Mizan, situs web Kehakiman Iran mengumumkan eksekusi mati terhadap Majid Kazemi, Saleh Mirhashemi dan Saeed Yaghoubi, tanpa mengatakan bagaimana eksekusi itu dilakukan. Pihak berwenang mengatakan, mereka membunuh seorang petugas polisi dan dua anggota kelompok paramiliter Basij di Isfahan pada November selama protes nasional.
Baca Juga
Seperti diaporkan AP, kelompok HAM mengatakan, ketiganya menjadi sasaran penyiksaan, dipaksa untuk mengaku di televis, dan menolak proses hukum. Hingga kini, Iran telah mengeksekusi total tujuh orang sehubungan dengan aksi protes tersebut.
Protes meletus September lalu setelah kematian seorang wanita berusia 22 tahun, Mahsa Amini, yang telah ditahan oleh polisi moralitas negara karena diduga melanggar aturan berpakaian Islami yang ketat. Demonstrasi dengan cepat meningkat menjadi seruan untuk menggulingkan teokrasi yang telah memerintah Iran sejak Revolusi Islam 1979.
Demonstrasi sebagian besar telah mereda dalam beberapa bulan terakhir, meskipun masih ada tindakan pembangkangan sporadis, termasuk penolakan semakin banyak perempuan untuk mengenakan jilbab wajib, yang dikenal sebagai jilbab.
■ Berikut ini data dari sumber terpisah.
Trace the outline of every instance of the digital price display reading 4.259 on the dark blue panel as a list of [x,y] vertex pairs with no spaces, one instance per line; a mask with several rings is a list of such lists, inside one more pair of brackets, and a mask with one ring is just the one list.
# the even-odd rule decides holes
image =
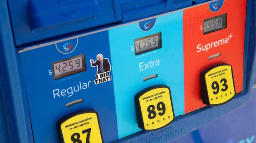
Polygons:
[[53,77],[59,79],[68,75],[86,71],[85,55],[73,56],[52,63]]

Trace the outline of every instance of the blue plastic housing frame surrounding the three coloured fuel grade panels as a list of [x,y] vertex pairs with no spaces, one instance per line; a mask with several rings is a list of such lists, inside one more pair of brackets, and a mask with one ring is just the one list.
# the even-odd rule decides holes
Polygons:
[[[63,20],[56,19],[56,21],[53,23],[45,23],[45,21],[38,20],[40,19],[37,17],[38,15],[29,16],[28,11],[34,10],[38,12],[42,10],[33,4],[33,1],[31,1],[29,4],[33,5],[29,10],[27,0],[8,0],[8,4],[5,0],[0,1],[0,65],[2,66],[2,69],[0,70],[0,91],[2,99],[2,102],[0,102],[0,108],[1,103],[3,103],[2,106],[4,109],[4,114],[2,110],[0,110],[0,119],[5,118],[5,120],[0,121],[0,132],[3,136],[2,139],[4,139],[2,140],[3,142],[8,142],[8,140],[11,143],[34,142],[17,49],[26,47],[25,44],[33,45],[32,42],[40,43],[42,40],[50,41],[52,40],[50,38],[59,38],[57,36],[63,34],[70,34],[74,32],[72,35],[75,35],[79,33],[79,30],[85,30],[93,27],[95,28],[97,26],[109,23],[125,23],[127,21],[131,21],[131,19],[141,19],[142,17],[145,18],[150,15],[157,15],[166,11],[185,8],[194,4],[207,2],[209,0],[197,0],[196,2],[192,0],[158,0],[157,4],[155,4],[152,0],[149,0],[151,3],[147,6],[154,5],[154,7],[149,8],[147,6],[142,6],[141,8],[143,8],[145,11],[145,13],[142,14],[140,13],[143,10],[134,8],[134,6],[137,6],[136,4],[143,2],[143,0],[123,0],[118,2],[118,4],[116,0],[111,2],[107,0],[98,1],[99,8],[102,9],[93,10],[95,15],[97,13],[102,13],[98,14],[101,15],[98,18],[96,17],[92,20],[92,17],[89,20],[86,18],[83,19],[81,15],[77,15],[75,20],[71,18],[64,18]],[[100,3],[102,4],[101,6],[107,8],[108,10],[104,11],[104,8],[100,7]],[[130,8],[126,7],[129,5],[128,3],[131,4]],[[43,5],[44,2],[41,4]],[[94,4],[94,8],[95,7],[97,7],[97,4]],[[130,12],[134,13],[134,17],[131,16],[133,14],[129,14]],[[104,15],[104,13],[109,13],[110,15]],[[40,17],[43,17],[43,15],[40,15]],[[31,22],[33,19],[34,22]],[[54,19],[54,15],[52,16],[52,19]],[[110,25],[105,25],[105,27],[106,26]],[[100,28],[102,27],[97,27],[97,29]],[[95,29],[89,29],[87,31],[89,32],[92,30]],[[70,35],[66,35],[66,37],[67,36]],[[252,92],[252,86],[255,78],[254,0],[248,0],[247,3],[245,37],[243,91],[233,100],[233,102],[229,102],[219,107],[205,107],[199,109],[198,111],[189,113],[186,116],[178,117],[172,124],[166,127],[167,134],[169,134],[169,138],[166,141],[170,141],[176,139],[177,137],[181,137],[182,135],[188,134],[189,132],[200,128],[204,124],[218,119],[222,115],[231,112],[233,109],[242,106],[244,103],[246,103],[246,101],[248,101]],[[5,122],[7,129],[6,126],[4,126]],[[116,142],[138,142],[140,139],[150,137],[152,134],[164,135],[163,133],[165,131],[163,130],[154,132],[139,132]]]

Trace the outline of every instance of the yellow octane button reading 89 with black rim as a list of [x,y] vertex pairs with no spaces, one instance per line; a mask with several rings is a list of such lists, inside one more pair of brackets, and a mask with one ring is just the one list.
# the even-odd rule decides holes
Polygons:
[[146,88],[135,95],[139,128],[150,131],[171,123],[174,118],[171,91],[165,85]]

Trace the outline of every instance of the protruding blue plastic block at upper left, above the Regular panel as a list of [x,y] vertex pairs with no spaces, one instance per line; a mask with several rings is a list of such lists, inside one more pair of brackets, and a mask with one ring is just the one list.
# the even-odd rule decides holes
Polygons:
[[102,13],[98,1],[95,0],[29,0],[28,10],[33,29],[74,19],[94,19]]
Kelompok-kelompok HAM mengatakan, mereka dan beberapa orang lainnya yang telah dijatuhi hukuman mati dihukum oleh pengadilan keamanan negara rahasia dan ditolak haknya untuk membela diri.
"Penuntutan mengandalkan 'pengakuan' paksa, dan dakwaan itu penuh dengan kejanggalan yang mengungkapkan bahwa ini adalah kasus bermotivasi politik," kata Hadi Ghaemi, direktur eksekutif Pusat Hak Asasi Manusia di Iran yang berbasis di New York, tentang ketiganya. dieksekusi pada hari Jumat.
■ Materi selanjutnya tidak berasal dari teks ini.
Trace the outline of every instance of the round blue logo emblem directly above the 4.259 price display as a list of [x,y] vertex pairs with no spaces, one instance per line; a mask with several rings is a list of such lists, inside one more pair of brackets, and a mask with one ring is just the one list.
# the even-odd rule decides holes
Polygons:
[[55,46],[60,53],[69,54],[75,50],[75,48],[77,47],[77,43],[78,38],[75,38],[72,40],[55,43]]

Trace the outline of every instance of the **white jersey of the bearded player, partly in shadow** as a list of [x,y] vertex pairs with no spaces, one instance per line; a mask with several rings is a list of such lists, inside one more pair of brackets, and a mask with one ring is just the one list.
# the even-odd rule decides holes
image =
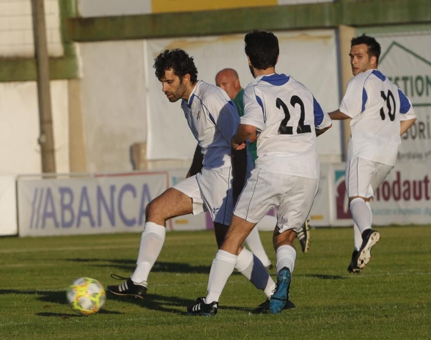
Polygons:
[[189,99],[182,100],[181,108],[201,147],[203,166],[230,166],[232,136],[238,128],[239,115],[226,92],[199,80]]

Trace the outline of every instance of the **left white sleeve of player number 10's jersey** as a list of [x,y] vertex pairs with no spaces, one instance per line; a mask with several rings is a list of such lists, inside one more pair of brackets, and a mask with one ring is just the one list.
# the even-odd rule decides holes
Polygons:
[[347,84],[346,94],[340,104],[340,112],[355,118],[362,111],[366,102],[363,77],[354,77]]

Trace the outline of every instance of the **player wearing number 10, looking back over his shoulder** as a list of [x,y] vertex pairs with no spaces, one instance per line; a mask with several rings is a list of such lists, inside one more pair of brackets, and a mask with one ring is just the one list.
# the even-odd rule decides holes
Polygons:
[[379,232],[371,229],[370,200],[394,168],[400,136],[416,120],[412,103],[377,69],[381,48],[365,34],[351,40],[353,77],[332,119],[349,119],[346,189],[353,218],[355,249],[349,272],[361,272],[371,258]]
Kelompok itu mengatakan Kazemi telah menelepon seorang kerabat dan menuduh pihak berwenang menyiksanya dengan mencambuk kakinya, menggunakan senjata bius dan mengancamnya dengan pelecehan seksual.
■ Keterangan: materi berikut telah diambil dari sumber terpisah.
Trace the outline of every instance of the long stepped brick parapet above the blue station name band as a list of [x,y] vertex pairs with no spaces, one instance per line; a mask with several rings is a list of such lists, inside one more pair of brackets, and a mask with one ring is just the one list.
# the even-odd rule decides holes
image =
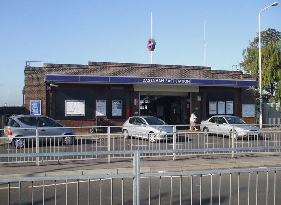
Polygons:
[[211,67],[135,64],[113,62],[89,62],[88,65],[44,64],[46,74],[180,77],[201,79],[255,80],[253,75],[240,71],[211,70]]

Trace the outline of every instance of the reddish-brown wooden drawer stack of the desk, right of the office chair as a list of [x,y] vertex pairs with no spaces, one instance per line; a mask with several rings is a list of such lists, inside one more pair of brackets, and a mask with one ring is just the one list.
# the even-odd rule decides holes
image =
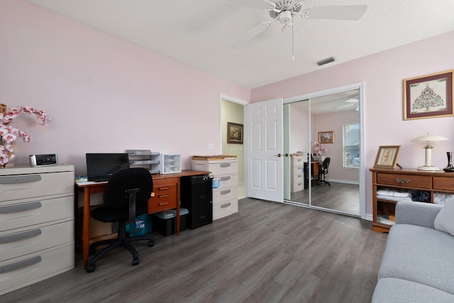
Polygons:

Amnesty International yang berbasis di London juga mengkritik kasus tersebut. “Cara yang mengejutkan di mana persidangan dan hukuman para pengunjuk rasa ini dilacak dengan cepat melalui sistem peradilan Iran di tengah penggunaan 'pengakuan' yang tercemar penyiksaan, cacat prosedural yang serius dan kurangnya bukti adalah contoh lain dari ketidakpedulian otoritas Iran,” kata Diana Eltahawy, wakil direktur Amnesty untuk Timur Tengah dan Afrika Utara.
Iran melancarkan tindakan keras terhadap protes, menggambarkan mereka - tanpa bukti - sebagai konspirasi yang didukung asing. Para pengunjuk rasa mengatakan mereka muak setelah puluhan tahun mengalami penindasan dan pemerintahan yang buruk. Perekonomian Iran berada dalam kejatuhan sejak AS secara sepihak menarik diri dari perjanjian nuklir 2015 dan memulihkan sanksi yang melumpuhkan.
Lebih dari 500 orang tewas selama berbulan-bulan protes, termasuk puluhan anggota pasukan keamanan. Sekitar 19.000 orang ditangkap, meskipun banyak yang telah dibebaskan.